Tuesday, March 27, 2012

duplicate rows

What is the best way to remove duplicate rows from a table ?Wow talk about cross posts...

SELECT DISTINCT Col1, Col2 INTO myTable FROM myOtherTable?|||SELECT
Seibel_Extract.Account,
Seibel_Extract.Description,
Seibel_Extract.[Alliance Bookings],
Seibel_Extract.[Concatenated Unique ID],
Seibel_Extract.[Sub Region],
Seibel_Extract.Region,
Seibel_Extract.[Update Method],
Seibel_Extract.[Solution Offering],
Seibel_Extract.Type,
Seibel_Extract.[Operate Deal],
Seibel_Extract.[% of Deal],
Seibel_Extract.[Total Bookings],
Seibel_Extract.[Converted Bookings (EURO)],
Seibel_Extract.Alliance
FROM
Seibel_Extract
WHERE
Seibel_Extract.Account
In
(
SELECT
distinct [Account]
FROM
[Seibel_Extract] As Tmp
WHERE
[Description] = [Seibel_Extract].[Description]
And [Alliance Bookings] = [Seibel_Extract].[Alliance Bookings]
GROUP BY
[Account],
[Description],
[Alliance Bookings]
HAVING
Count(*)>1
)

This is the query that returns the duplicate records , I need to keep only one out of the duplicate records|||What do you mean by duplicate? Are all of the columns the same?

Then add SELECT DISTINCT

But they're not, are they.

So what do you mean by duplicate?|||What is the logic you want to apply to decide which one of each set of duplicate records to keep? If the underlying rows of data are truly exact duplicates, you will need to run select distinct into a new table.

blindman|||Originally posted by blindman
What is the logic you want to apply to decide which one of each set of duplicate records to keep? If the underlying rows of data are truly exact duplicates, you will need to run select distinct into a new table.

blindman

You know it's going to be more than 1 account number equals a dup.

You have to make a decision..

Rows are rows, and the totality of the columns are probably representative of an account.

The columns "relate" to each just like they are brothers and sisters...the other rows are like cousins..

You can't just mix and match the family togetehr...

WHT do you have many rows?
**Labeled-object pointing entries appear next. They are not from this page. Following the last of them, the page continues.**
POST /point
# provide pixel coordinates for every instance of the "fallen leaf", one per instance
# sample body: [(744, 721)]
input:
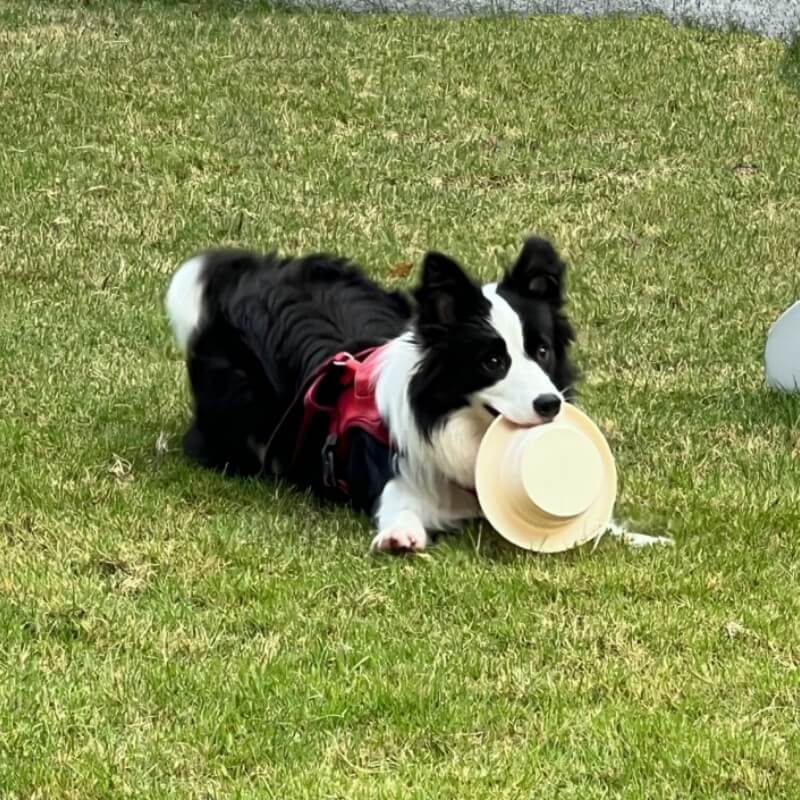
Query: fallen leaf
[(402, 269)]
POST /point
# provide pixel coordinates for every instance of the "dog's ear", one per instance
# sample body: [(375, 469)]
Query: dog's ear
[(446, 294), (538, 272)]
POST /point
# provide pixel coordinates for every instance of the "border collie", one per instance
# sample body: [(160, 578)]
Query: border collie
[(257, 329)]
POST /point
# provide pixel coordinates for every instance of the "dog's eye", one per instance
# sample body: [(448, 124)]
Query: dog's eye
[(542, 352), (493, 363)]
Sounds like your addressing the problematic aftermath and not the cause...|||The PK is Acc Name, Description and amount only
Any two rows with these 3 as exact will be treated as dupes|||WHT do you have many rows? Sounds like your addressing the problematic aftermath and not the cause...

Yup you are somewhat right . I get some data every week from seibel and i have to clean the data and upload it into sql server. I cant do anything about the data. All I can do is a patch job|||So the data is historical by nature...is there a last updated date?

Can you add a column to the base table that has a default GetDate()...

Then Just select the row where the date=Max(date)|||No .. i dont have a last updated date ...
had there been something like that my work would be a lot easier ... I have only the fact that Any two rows with Acc Name, Description and amount as exact will be treated as dupes|||What's the DDL for Seibel_Extract

No date..and identity perhaps?

How do you populate the table?

(you can tell I'm running out of ideas...)|||I get an excel file which i upload through a dts into a table. No date column to go on . Identity column perhaps i can create and then drop after removing the dupes.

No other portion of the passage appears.